Jackson Square was chained and locked. Only three artists were hanging their work (it was also a drizzly sort of day). There were people, fewer than usual, wandering around and exploring but it was strangely quiet, quieter than the usual cool rainy day.
Soon after we got there I noticed some interesting graffiti on the ground: a heart wrapped in barbed wire with the words "423 PYH" and "Protect Yo Heart". As we walked around over the next couple of hours, I found that particular stencil piece in a several different places in a variety of different color palettes.
I realized that I was more intrigued and excited by the graffiti art than I was by what I was seeing in the galleries. Most of the galleries that were open were the same ones that I've visited dozens of times before and they always feature the same selection of art by the same artists. The graffiti felt fresher and more intriguing.
By the end of our outing, I found myself reflecting on what gives art value. I know that art in high end galleries is often looked at as "investment" art. The art you find at a juried art festival is going to be as intrinsically good at what you find at a high end gallery, but it doesn't carry the same dollar value. "Investment" art as value because a handful of "experts" and critics have said that it does.

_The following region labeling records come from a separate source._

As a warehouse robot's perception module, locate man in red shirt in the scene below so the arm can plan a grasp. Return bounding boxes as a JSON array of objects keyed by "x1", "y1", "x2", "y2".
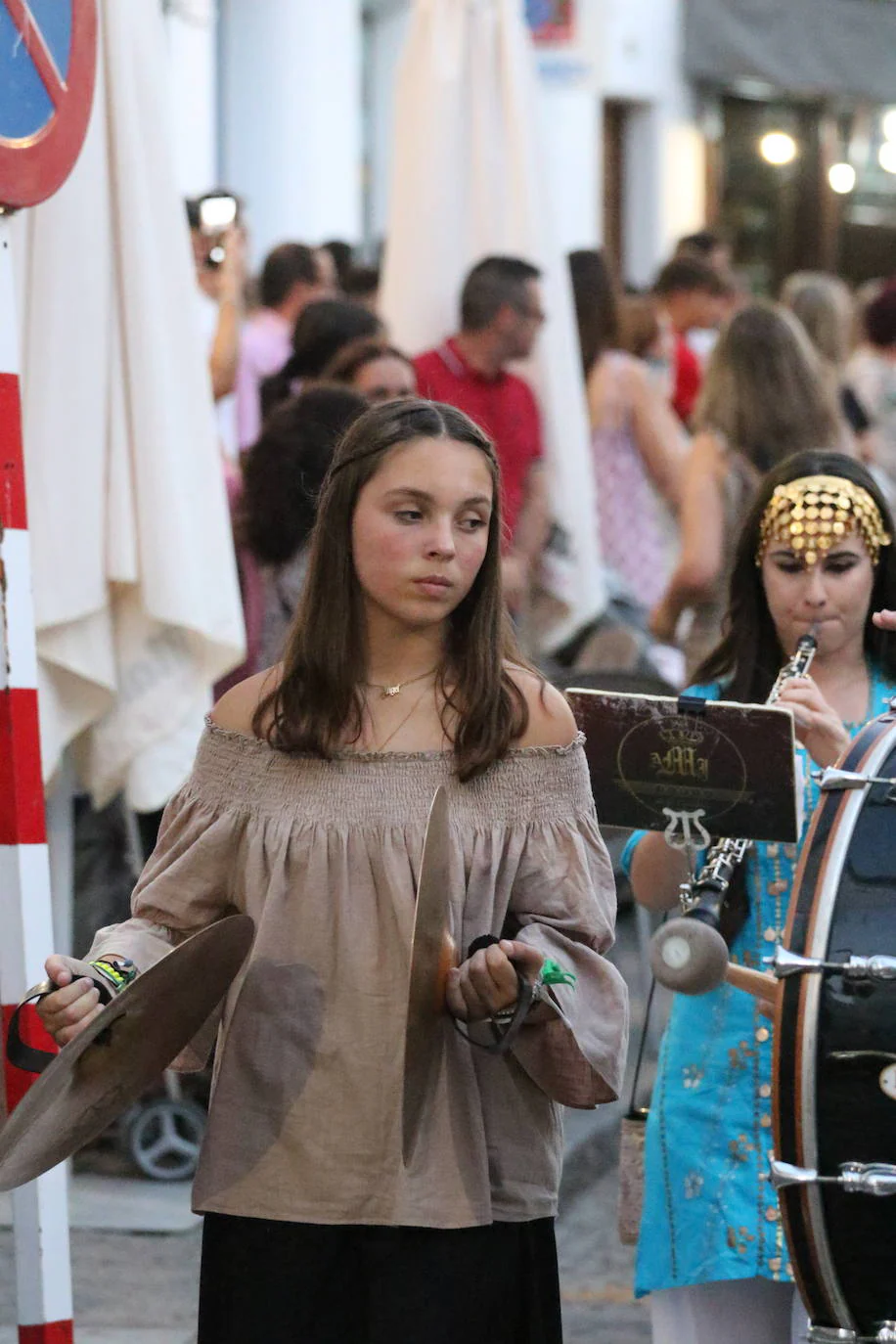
[
  {"x1": 652, "y1": 256, "x2": 727, "y2": 425},
  {"x1": 414, "y1": 256, "x2": 550, "y2": 610}
]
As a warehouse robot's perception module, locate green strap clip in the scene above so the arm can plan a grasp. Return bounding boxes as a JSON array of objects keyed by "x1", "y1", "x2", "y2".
[{"x1": 539, "y1": 957, "x2": 575, "y2": 985}]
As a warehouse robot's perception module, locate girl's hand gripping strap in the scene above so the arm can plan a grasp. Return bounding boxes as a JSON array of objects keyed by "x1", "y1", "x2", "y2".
[
  {"x1": 7, "y1": 957, "x2": 137, "y2": 1074},
  {"x1": 451, "y1": 934, "x2": 575, "y2": 1055}
]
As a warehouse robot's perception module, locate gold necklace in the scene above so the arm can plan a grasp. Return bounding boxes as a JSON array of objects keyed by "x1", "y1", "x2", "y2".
[
  {"x1": 364, "y1": 662, "x2": 439, "y2": 700},
  {"x1": 371, "y1": 677, "x2": 426, "y2": 754}
]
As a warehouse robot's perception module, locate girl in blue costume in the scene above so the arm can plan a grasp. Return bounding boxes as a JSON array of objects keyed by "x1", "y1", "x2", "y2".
[{"x1": 623, "y1": 452, "x2": 896, "y2": 1344}]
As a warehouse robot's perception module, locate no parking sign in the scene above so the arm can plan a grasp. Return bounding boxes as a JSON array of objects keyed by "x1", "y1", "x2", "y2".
[{"x1": 0, "y1": 0, "x2": 97, "y2": 208}]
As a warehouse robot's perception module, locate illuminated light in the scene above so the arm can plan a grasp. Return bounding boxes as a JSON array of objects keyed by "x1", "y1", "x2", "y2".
[
  {"x1": 759, "y1": 130, "x2": 796, "y2": 168},
  {"x1": 877, "y1": 140, "x2": 896, "y2": 172},
  {"x1": 828, "y1": 164, "x2": 856, "y2": 197}
]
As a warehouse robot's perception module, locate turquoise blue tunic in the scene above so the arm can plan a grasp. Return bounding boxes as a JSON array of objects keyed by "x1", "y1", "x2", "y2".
[{"x1": 623, "y1": 677, "x2": 896, "y2": 1296}]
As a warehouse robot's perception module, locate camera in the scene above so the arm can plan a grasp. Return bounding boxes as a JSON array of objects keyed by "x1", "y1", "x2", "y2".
[{"x1": 187, "y1": 192, "x2": 239, "y2": 270}]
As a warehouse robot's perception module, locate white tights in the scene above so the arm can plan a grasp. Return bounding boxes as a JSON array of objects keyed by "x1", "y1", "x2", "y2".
[{"x1": 649, "y1": 1278, "x2": 809, "y2": 1344}]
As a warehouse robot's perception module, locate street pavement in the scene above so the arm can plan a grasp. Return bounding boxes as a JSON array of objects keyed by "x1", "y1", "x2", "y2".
[{"x1": 0, "y1": 914, "x2": 650, "y2": 1344}]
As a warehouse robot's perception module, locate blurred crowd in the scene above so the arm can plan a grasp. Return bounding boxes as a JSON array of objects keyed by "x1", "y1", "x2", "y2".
[{"x1": 188, "y1": 192, "x2": 896, "y2": 714}]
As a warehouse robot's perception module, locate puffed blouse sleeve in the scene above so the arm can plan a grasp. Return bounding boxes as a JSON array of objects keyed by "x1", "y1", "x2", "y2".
[
  {"x1": 509, "y1": 746, "x2": 629, "y2": 1107},
  {"x1": 87, "y1": 744, "x2": 246, "y2": 971}
]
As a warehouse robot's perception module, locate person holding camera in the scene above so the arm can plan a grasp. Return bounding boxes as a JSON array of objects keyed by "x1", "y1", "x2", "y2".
[{"x1": 187, "y1": 192, "x2": 246, "y2": 463}]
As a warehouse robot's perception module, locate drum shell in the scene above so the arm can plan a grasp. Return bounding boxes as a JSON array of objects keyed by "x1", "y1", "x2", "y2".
[{"x1": 774, "y1": 714, "x2": 896, "y2": 1336}]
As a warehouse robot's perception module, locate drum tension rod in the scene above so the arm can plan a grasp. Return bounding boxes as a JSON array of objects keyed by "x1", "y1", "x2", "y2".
[
  {"x1": 766, "y1": 948, "x2": 896, "y2": 980},
  {"x1": 770, "y1": 1157, "x2": 896, "y2": 1196},
  {"x1": 813, "y1": 766, "x2": 896, "y2": 802}
]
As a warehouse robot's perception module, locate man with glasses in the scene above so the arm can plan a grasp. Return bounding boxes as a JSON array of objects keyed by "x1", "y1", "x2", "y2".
[{"x1": 414, "y1": 256, "x2": 550, "y2": 611}]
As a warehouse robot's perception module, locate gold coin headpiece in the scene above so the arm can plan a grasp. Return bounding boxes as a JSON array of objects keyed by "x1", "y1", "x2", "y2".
[{"x1": 756, "y1": 475, "x2": 893, "y2": 565}]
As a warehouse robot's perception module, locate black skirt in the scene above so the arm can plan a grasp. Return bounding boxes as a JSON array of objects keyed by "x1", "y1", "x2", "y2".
[{"x1": 198, "y1": 1214, "x2": 562, "y2": 1344}]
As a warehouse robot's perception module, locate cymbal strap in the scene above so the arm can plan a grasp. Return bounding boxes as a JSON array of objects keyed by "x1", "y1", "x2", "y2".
[{"x1": 7, "y1": 976, "x2": 115, "y2": 1074}]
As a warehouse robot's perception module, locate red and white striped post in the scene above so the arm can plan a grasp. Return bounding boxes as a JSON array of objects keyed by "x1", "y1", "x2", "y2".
[{"x1": 0, "y1": 215, "x2": 74, "y2": 1344}]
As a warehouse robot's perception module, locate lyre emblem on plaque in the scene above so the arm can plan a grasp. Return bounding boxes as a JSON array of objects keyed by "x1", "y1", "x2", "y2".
[{"x1": 662, "y1": 808, "x2": 712, "y2": 851}]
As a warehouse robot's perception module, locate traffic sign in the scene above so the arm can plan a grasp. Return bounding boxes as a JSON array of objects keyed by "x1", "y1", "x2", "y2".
[{"x1": 0, "y1": 0, "x2": 97, "y2": 208}]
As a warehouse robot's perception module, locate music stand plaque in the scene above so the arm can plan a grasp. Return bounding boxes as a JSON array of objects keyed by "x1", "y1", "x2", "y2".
[{"x1": 567, "y1": 688, "x2": 798, "y2": 848}]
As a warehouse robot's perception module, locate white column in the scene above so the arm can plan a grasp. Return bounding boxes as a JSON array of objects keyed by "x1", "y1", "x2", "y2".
[
  {"x1": 165, "y1": 0, "x2": 217, "y2": 197},
  {"x1": 539, "y1": 53, "x2": 604, "y2": 252},
  {"x1": 219, "y1": 0, "x2": 363, "y2": 256},
  {"x1": 595, "y1": 0, "x2": 705, "y2": 285}
]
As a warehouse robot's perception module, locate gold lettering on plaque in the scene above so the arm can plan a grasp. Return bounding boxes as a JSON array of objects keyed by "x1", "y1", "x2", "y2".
[{"x1": 650, "y1": 746, "x2": 709, "y2": 783}]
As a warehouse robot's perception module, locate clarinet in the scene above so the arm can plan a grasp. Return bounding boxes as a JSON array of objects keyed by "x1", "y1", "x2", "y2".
[{"x1": 650, "y1": 630, "x2": 818, "y2": 995}]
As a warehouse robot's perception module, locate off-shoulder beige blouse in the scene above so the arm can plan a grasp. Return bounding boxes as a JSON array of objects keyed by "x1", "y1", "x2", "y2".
[{"x1": 90, "y1": 722, "x2": 627, "y2": 1227}]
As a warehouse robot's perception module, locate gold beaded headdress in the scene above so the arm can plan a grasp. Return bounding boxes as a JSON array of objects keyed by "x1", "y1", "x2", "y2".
[{"x1": 756, "y1": 475, "x2": 893, "y2": 565}]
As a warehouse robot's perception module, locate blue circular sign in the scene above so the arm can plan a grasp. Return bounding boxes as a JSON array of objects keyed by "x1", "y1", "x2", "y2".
[
  {"x1": 0, "y1": 0, "x2": 71, "y2": 141},
  {"x1": 0, "y1": 0, "x2": 97, "y2": 207}
]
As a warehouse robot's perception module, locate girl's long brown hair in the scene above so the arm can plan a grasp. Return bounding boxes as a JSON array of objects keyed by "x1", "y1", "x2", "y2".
[
  {"x1": 694, "y1": 301, "x2": 839, "y2": 471},
  {"x1": 252, "y1": 399, "x2": 529, "y2": 783}
]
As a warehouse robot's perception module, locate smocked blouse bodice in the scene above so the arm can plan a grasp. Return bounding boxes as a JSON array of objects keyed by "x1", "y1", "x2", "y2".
[{"x1": 90, "y1": 722, "x2": 626, "y2": 1227}]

Somehow the graffiti art felt more exciting and interesting. Is it because that it isn't done purely for material ends? The art in most of the Quarter galleries is created for a specific audience. They keep making it because it sells (not for the same dollar value as "investment" art of course) but it does bring in revenue.
What makes art "good"? The stencil graffiti pieces are simple and quick because the artist needs to throw it down and then leave as quickly as possible. The graffiti won't last both because of weather conditions and because the powers that be won't let it stay. They look on the graffiti as mostly an annoyance.
Yet the graffiti of Banksy is highly valued, Is it because it's "better" than most stencil graffiti art or is it because he's so well known?
I don't know if I know what makes art valuable or worthwhile or "good". I like making art and I particularly like it if other people enjoy my art enough to take it home with them. Seeing the laughter or the intrigue in someone else's eyes gives the art more value to me,
Scavenger hunting for the heart graffiti made a pleasant day that much more enjoyable to me. That gave the graffiti a lot of value to me. It gave me something to think on.
If you saw a Rothko sitting on a street corner, would you think to yourself, "That has to be worth 80 million dollars"? I probably wouldn't.
Art has monetary value if we say it does. Art has a deeper value if it resonates with us and moves us. I don't know what the dollar should be for that. I don't know if it matters.
Art has value because we say it does. How much value depends entirely on the viewer. Take it home. Hang it up. Soak in the full worth of it. Art only matters if it matters to you.